Cockpit-HQ / Cockpit

Cockpit Core - Content Platform
https://getcockpit.com
Other
388 stars 47 forks source link

added missing acl settings #99

Closed raffaelj closed 1 year ago

raffaelj commented 1 year ago

'app/finder' 'app/resources/unlock' 'app/system/info' 'app/spaces'

aheinze commented 1 year ago

Thanks for the contribution! Regarding the finder permissions, I think is better to keep it only for "admins".

raffaelj commented 1 year ago

You're right. I remember asking you about the same thing for v1 a few years ago. I was just focused on the mapping between v1 and v2 permissions and scraped the code for missing pieces.

Now there is a theoretical problem. If I just remove the app.permissions.collect part, there is no GUI option to allow finder access anymore. But users with app/roles/manage permission can send a custom request to http://localhost:9090/system/users/roles/save and enable permissions, that are hidden from the GUI. It's theoretical, because users with app/roles/manage access can create admin roles anyway (If they have app/users/manage rights or if they grant them to their role with the same technique).

Maybe it would be better to introduce a warning to some permissions, that they are only cosmetic for users with backend access (also I didn't find an implementation for users without backend access in v2).

This could look like this:

$this->on('app.permissions.collect', function($permissions) {

    $permissions['Finder'] = [
        'app/finder' => [
            'label' => 'Manage files',
            'warning'  => 'If enabled, this user group can grant themself admin access.',
        ],
    ];
});

And now I realized, that the users and roles permissions are directly defined in modules/System/views/users/roles/role.php. This feels very counter-intuitive. They should be defined in modules/System/admin.php, too.
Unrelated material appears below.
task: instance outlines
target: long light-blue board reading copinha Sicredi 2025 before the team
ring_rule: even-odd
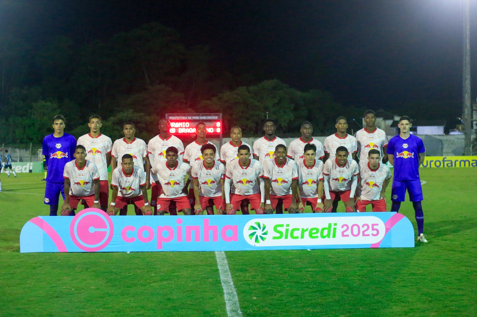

raffaelj commented 1 year ago

But users with app/roles/manage permission can send a custom request to http://localhost:9090/system/users/roles/save and enable permissions

I had a second look. This doesn't affect the Finder, because the controller is only bound, if the user is admin.

See: https://github.com/Cockpit-HQ/Cockpit/blob/develop/modules/Finder/admin.php#L7

So it still feels inconsistent, to check for an app/finder permission on the settings page and in the before method of the finder controller, but I was wrong about the theoretical security issue.